FreshRemote.Work

Site Reliability Engineer

United States - Remote

prosource.it is a global IT Managed Service provider working with Medium to Enterprise level, global clients and is looking for an Site Reliability Engineer who is interested in joining a global, enterprise level team who are delivering technical solutions to our internal business partners to drive processes and meet business requirements.

 

We understand that we need exceptional talent to accomplish our mission - therefore we place great emphasis on the people component of IT, and we strive constantly to attract, develop, and retain the best people. We cultivate an ethos and environment within which our people are focused, nurtured, and continually challenged to develop and improve their competencies in a fun and rewarding culture. 

OVERVIEW:

We are seeking a seasoned Site Reliability Engineer (SRE) to join our team. The ideal candidate will have extensive experience in AWS infrastructure, a strong focus on security and reliability, and the ability to guide us through the SOC 2 compliance process. This role requires a proactive individual who can both recommend and implement solutions to ensure the stability and security of our systems. This role requires a proactive individual with a strong bias for action, capable of guiding us through the SOC 2 process and performing the necessary work themselves.

Requirements

  • SOC 2 Compliance: The successful candidate will need to lead and execute the team through their first SOC 2 compliance process.  This means doing the work to get the digital estate ready, working with the SOC 2 auditors and remediating the findings as they come up. 
  • AWS Infrastructure Management: Manage and optimize AWS services, ensuring high availability, reliability and efficiency.
  • System Monitoring and Automation: Develop and implement monitoring solutions to detect and address system issues proactively. Automate critical recovery processes to minimize downtime.
  • Incident Management: Respond to and resolve incidents quickly and effectively, ensuring minimal downtime and user impact.
  • System Design: Participate in system design and architecture to ensure scalability and resilience.
  • Security Focus: Identify and mitigate security vulnerabilities within the infrastructure. Ensure compliance with security best practices.
  • Tooling and Scripting: Utilize tooling to monitor and maintain infrastructure.  Create scripts (BASH, AWS CLI, etc.) where needed for system interrogation, monitoring, and automation.
  • Disaster Recovery: Design and test disaster recovery plans to ensure data integrity and system availability.
  • Documentation: Maintain meticulous documentation of systems, processes, and configurations.

Qualifications:

  • Experience: Minimum of 5 years in a similar role, with at least two different organizations. Experience in well-established companies is preferred.
  • AWS Expertise: Proven experience with AWS services, infrastructure and infrastructure management. Familiarity with AWS security tools and best practices.
  • Security and Compliance: Strong background in security operations (SecOps) and experience with compliance frameworks such as SOC 2.
  • Scripting and Automation: Proficiency in scripting languages and automation tools. Ability to write and maintain scripts for system management and monitoring.
  • Problem-Solving Skills: Strong analytical skills to identify and resolve system issues. Ability to prioritize and address critical components.
  • Communication: Excellent communication skills to collaborate with team members and stakeholders. Ability to explain technical concepts to non-technical audiences.

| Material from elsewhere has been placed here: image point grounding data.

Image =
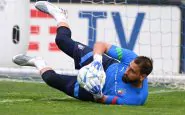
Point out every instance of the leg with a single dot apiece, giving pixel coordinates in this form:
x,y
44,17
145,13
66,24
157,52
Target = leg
x,y
67,84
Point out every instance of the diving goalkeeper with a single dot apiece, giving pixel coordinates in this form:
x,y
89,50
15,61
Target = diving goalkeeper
x,y
126,73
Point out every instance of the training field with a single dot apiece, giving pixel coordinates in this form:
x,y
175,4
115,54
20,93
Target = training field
x,y
21,98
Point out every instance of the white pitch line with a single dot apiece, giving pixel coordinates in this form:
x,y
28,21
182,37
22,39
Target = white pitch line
x,y
28,100
164,91
14,100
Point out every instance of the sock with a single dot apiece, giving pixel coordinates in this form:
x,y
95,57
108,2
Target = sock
x,y
59,17
40,63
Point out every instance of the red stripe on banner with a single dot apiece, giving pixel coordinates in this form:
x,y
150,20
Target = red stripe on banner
x,y
35,29
53,47
33,46
52,30
38,14
114,100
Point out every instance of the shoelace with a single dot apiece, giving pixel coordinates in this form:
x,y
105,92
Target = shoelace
x,y
65,12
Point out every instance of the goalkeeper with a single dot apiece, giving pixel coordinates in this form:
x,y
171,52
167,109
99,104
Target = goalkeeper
x,y
126,73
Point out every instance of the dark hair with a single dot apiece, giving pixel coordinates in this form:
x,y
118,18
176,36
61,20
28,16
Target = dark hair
x,y
145,64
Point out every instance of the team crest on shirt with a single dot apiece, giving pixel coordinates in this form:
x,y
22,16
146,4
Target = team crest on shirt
x,y
80,46
121,91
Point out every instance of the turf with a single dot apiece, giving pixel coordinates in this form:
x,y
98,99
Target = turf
x,y
21,98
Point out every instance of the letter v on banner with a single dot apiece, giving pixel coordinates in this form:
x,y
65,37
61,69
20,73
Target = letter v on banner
x,y
121,33
92,17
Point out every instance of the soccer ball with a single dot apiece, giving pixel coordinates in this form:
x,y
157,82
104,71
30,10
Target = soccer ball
x,y
83,78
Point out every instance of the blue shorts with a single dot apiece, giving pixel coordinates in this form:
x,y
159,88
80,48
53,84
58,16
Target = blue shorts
x,y
82,56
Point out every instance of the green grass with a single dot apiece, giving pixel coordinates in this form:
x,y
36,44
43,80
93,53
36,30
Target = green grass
x,y
21,98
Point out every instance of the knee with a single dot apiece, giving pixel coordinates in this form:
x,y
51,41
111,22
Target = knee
x,y
62,33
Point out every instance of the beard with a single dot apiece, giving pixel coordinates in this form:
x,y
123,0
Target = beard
x,y
126,79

Additional Skills (Nice to have):

  • CI/CD Pipelines: Knowledge of continuous integration and continuous deployment (CI/CD) processes and tools.
  • System Integration: Experience with integrating various systems and tools to create a cohesive infrastructure.
  • Monitoring Tools: Familiarity with monitoring tools such as CloudWatch and visualizing in Grafana.
  • Kubernetes and Containers: Experience with container management and orchestration.
  • Performance Tuning: Analyze system performance, identify bottlenecks, and implement optimizations to improve efficiency and speed.
  • Capacity Planning: Plan infrastructure for future capacity needs and ensure that systems can handle anticipated workloads.

EMPLOYMENT DETAILS

 

Location:                   Remote (USA Based), 2x per quarter visit to Denver, CO

Model:                        Full-Time 40+ hours/week, working Mountain Time Zone

Start Date:                 1st May 2025

Engagement:           W2 Salary (Exempt from OT)

Salary:                        $110-$130K depending on experience  

Benefits

To all our fulltime staff members, we provide an exceptional benefits package, including medical, dental, vision, long term disability, short term disability, 401k contribution, paid holidays, and PTO.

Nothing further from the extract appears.